What made the Oakland Promise exciting to me at last week’s 2016 PromiseNet Conference was how seamlessly it integrated two educational initiatives that have been proven to promote college enrollment and success: college savings accounts and college promise programs. The Oakland Promise was the first to my knowledge to combine the two initiatives – and more – into a comprehensive promise package from the moment a child is born.

On their own, research has found that college savings accounts improve early childhood development and future financial capability, raises students’ expectations for college, and boosts students’ academic success in middle and high school and college. Most compelling is that a low- to moderate-income or Black student with even $500 or less in savings is three times more likely to enroll in college and four times more likely to graduate than a similar student without savings.



Likewise, overall research on two longstanding universal college promise programs – the Kalamazoo Promise in Michigan and the El Dorado Promise in Arkansas – finds improved K-12 results, spanning from reduced student behavior problems and improved high school GPA for African American students in Kalamazoo and improved math and English literacy test scores in El Dorado, as well as higher college enrollment rates and Bachelor degree attainment rates.
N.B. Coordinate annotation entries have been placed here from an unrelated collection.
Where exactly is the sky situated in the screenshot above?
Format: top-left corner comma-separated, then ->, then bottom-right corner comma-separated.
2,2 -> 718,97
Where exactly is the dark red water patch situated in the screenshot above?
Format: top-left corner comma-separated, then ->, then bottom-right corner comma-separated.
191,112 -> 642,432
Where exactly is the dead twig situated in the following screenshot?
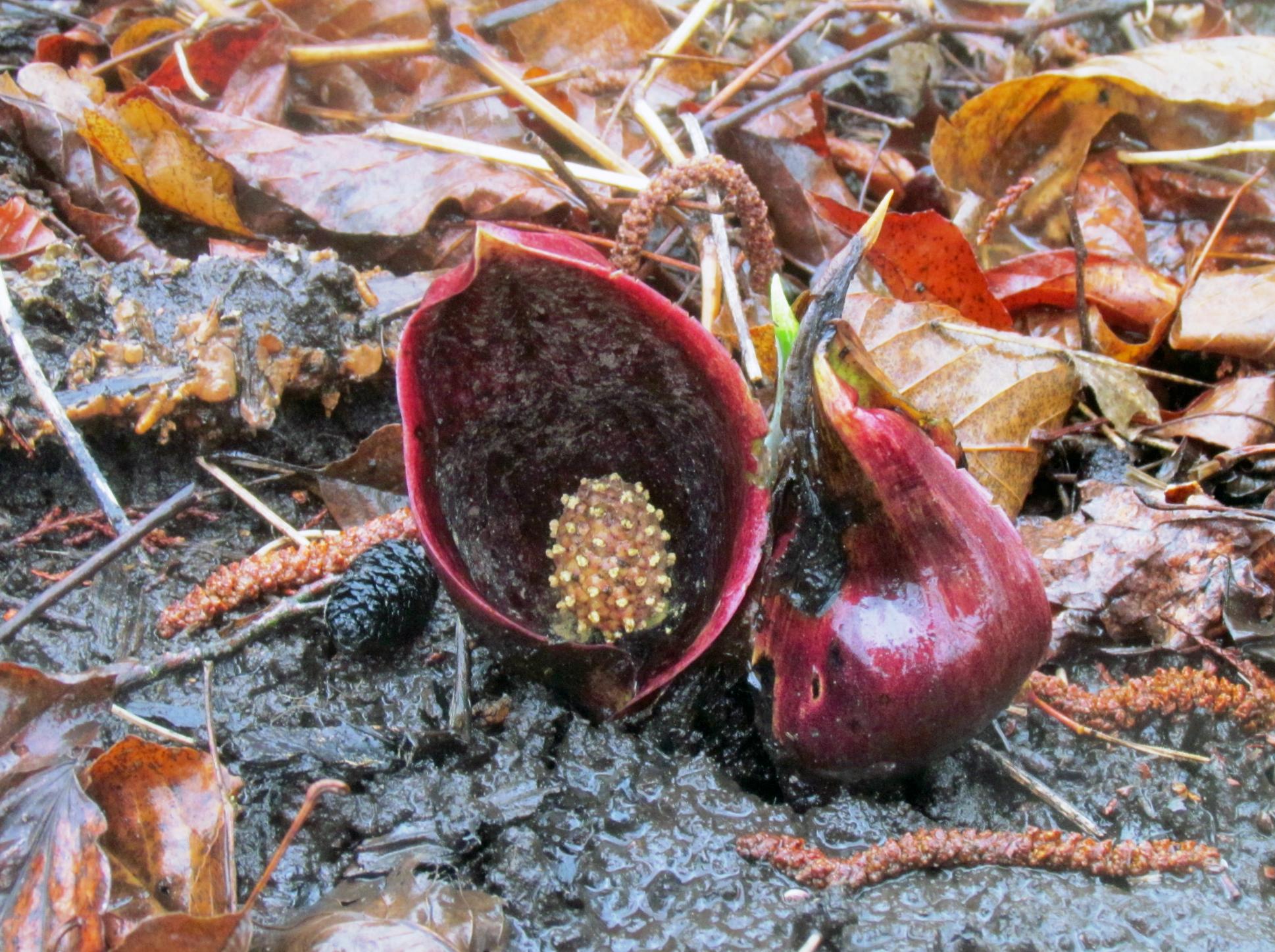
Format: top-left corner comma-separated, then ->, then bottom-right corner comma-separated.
970,740 -> 1103,838
0,274 -> 129,533
0,483 -> 200,643
1062,195 -> 1098,355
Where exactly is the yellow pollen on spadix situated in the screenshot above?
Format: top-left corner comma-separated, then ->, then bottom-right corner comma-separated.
545,473 -> 676,641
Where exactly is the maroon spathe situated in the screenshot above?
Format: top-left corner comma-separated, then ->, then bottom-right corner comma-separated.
753,328 -> 1051,779
398,226 -> 769,715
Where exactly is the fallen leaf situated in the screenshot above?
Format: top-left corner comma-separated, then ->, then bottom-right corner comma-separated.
0,63 -> 172,268
500,0 -> 730,106
931,36 -> 1275,247
0,756 -> 110,951
164,102 -> 565,243
114,913 -> 248,952
1018,480 -> 1275,650
265,861 -> 509,952
1151,375 -> 1275,450
811,195 -> 1014,330
1076,152 -> 1146,261
0,663 -> 114,775
80,95 -> 251,236
0,195 -> 57,270
1169,265 -> 1275,363
843,294 -> 1076,517
147,16 -> 279,95
987,249 -> 1180,339
319,423 -> 407,529
86,737 -> 243,920
0,663 -> 116,949
826,135 -> 916,199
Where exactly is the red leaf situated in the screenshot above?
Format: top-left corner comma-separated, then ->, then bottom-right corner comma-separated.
0,195 -> 57,268
987,249 -> 1178,334
147,18 -> 279,95
810,195 -> 1014,330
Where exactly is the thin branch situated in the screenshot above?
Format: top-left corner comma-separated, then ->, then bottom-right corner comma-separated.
0,483 -> 199,643
0,274 -> 129,533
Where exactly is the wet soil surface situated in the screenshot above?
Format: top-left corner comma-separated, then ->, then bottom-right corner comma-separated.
0,381 -> 1275,951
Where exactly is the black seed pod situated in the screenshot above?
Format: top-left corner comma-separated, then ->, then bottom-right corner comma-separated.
324,539 -> 439,653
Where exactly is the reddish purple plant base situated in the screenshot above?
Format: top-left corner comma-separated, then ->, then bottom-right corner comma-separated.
398,226 -> 769,715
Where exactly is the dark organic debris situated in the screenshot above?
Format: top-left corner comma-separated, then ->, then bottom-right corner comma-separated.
159,509 -> 416,638
324,539 -> 439,653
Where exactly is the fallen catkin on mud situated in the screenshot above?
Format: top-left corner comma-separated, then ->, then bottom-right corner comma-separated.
736,827 -> 1222,889
159,509 -> 416,638
1028,659 -> 1275,732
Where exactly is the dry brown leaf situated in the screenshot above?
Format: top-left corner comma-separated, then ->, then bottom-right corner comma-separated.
501,0 -> 727,103
843,294 -> 1076,516
261,861 -> 509,952
1169,265 -> 1275,363
171,101 -> 565,243
1018,482 -> 1275,650
0,663 -> 116,949
80,95 -> 253,234
1153,376 -> 1275,450
0,195 -> 57,269
0,756 -> 110,952
86,737 -> 242,920
0,63 -> 171,266
931,36 -> 1275,246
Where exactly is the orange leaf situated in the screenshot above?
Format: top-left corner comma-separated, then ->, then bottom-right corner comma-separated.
80,95 -> 251,236
987,249 -> 1180,335
810,195 -> 1014,330
87,737 -> 242,932
0,195 -> 57,268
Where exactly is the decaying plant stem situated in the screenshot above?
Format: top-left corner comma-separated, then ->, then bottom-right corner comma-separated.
736,827 -> 1223,889
159,509 -> 416,638
611,155 -> 779,293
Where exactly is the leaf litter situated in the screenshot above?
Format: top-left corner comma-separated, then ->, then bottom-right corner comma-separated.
0,0 -> 1275,949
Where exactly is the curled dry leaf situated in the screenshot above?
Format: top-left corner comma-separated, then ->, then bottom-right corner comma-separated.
811,195 -> 1014,330
0,756 -> 110,951
172,102 -> 565,249
1018,482 -> 1275,650
501,0 -> 728,106
80,95 -> 251,236
86,737 -> 242,938
987,249 -> 1180,341
1154,376 -> 1275,450
0,63 -> 171,266
0,195 -> 57,268
0,664 -> 116,949
931,36 -> 1275,246
844,294 -> 1076,517
1169,265 -> 1275,363
147,16 -> 279,95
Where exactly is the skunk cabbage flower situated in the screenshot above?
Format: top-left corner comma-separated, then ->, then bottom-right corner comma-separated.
753,238 -> 1051,779
398,226 -> 769,715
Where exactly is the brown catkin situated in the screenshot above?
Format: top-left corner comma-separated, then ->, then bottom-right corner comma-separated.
1028,661 -> 1275,732
159,509 -> 416,638
611,155 -> 779,293
736,827 -> 1222,889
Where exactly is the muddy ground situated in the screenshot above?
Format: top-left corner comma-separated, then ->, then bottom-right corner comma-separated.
0,380 -> 1275,952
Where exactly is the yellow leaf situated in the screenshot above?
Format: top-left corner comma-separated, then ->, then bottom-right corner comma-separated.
931,37 -> 1275,245
80,97 -> 253,236
843,294 -> 1076,517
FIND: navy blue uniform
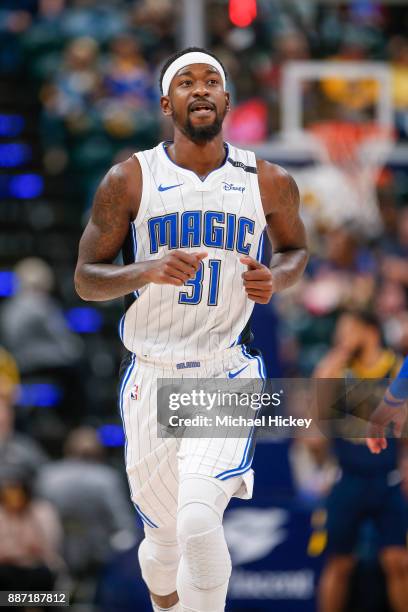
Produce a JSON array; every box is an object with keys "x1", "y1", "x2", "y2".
[{"x1": 327, "y1": 351, "x2": 407, "y2": 554}]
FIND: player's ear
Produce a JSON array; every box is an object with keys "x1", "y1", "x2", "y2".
[{"x1": 160, "y1": 96, "x2": 173, "y2": 117}]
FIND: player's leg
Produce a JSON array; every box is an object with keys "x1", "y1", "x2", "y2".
[
  {"x1": 138, "y1": 523, "x2": 180, "y2": 612},
  {"x1": 318, "y1": 475, "x2": 362, "y2": 612},
  {"x1": 380, "y1": 546, "x2": 408, "y2": 612},
  {"x1": 318, "y1": 555, "x2": 355, "y2": 612},
  {"x1": 376, "y1": 484, "x2": 408, "y2": 612},
  {"x1": 119, "y1": 355, "x2": 180, "y2": 612},
  {"x1": 177, "y1": 474, "x2": 241, "y2": 612}
]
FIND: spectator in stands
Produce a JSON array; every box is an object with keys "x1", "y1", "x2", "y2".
[
  {"x1": 37, "y1": 427, "x2": 136, "y2": 577},
  {"x1": 104, "y1": 34, "x2": 156, "y2": 109},
  {"x1": 388, "y1": 36, "x2": 408, "y2": 140},
  {"x1": 0, "y1": 348, "x2": 47, "y2": 476},
  {"x1": 0, "y1": 257, "x2": 86, "y2": 422},
  {"x1": 42, "y1": 37, "x2": 101, "y2": 124},
  {"x1": 382, "y1": 206, "x2": 408, "y2": 289},
  {"x1": 0, "y1": 466, "x2": 64, "y2": 591}
]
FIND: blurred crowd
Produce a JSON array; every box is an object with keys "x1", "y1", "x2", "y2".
[{"x1": 0, "y1": 0, "x2": 408, "y2": 601}]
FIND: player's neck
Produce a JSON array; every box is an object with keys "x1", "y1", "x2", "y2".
[{"x1": 167, "y1": 129, "x2": 226, "y2": 179}]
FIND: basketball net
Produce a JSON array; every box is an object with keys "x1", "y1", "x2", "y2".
[{"x1": 296, "y1": 121, "x2": 393, "y2": 237}]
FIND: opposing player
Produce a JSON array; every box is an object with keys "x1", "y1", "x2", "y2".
[
  {"x1": 367, "y1": 357, "x2": 408, "y2": 455},
  {"x1": 75, "y1": 48, "x2": 307, "y2": 612}
]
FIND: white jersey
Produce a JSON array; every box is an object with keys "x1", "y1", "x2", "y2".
[{"x1": 120, "y1": 143, "x2": 266, "y2": 360}]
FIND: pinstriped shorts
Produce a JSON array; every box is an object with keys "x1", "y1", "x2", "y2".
[{"x1": 119, "y1": 346, "x2": 266, "y2": 527}]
“The opportunity is ripe to connect the two programs,” said Carl Rist from the Council for Economic Development during the 2016 PromiseNet conference, since they have overlapping goals to raise educational expectations and build financial security for college. More importantly, “the weaknesses of one can be overcome by the other,” Rist said. College savings accounts have been proven to promote parental engagement and expectations for their children’s education more than college promise programs.

Moreover, because college savings accounts can help parents and students cover costs not covered by a promise scholarship (most promise programs are limited to offsetting tuition and fee costs only), savings can help foster a sense of “shared responsibility” towards college financing as well as help college promise programs remain financially sustainable over the long run.

At a lunchtime panel, Mayor Chris Cabaldon shared that West Sacramento may be the next city to integrate the two programs in a similar comprehensive approach to Oakland if voters approve a quarter-cent general sales tax increase to, among other initiatives: (1) guarantee universal preschool; (2) establish a college savings account for every Kindergartner, (3) provide free community college tuition, and (4) provide an internship to every high school student. Cabaldon said polls place likelihood of passage at 70 percent.

We hope the voters of West Sacramento will see the value of this effort and that more of these all-encompassing promise programs will soon be on the horizon. Because while a college tuition promise for high-schoolers is appealing, a full cost college promise from Kindergarten (or birth!) is even better.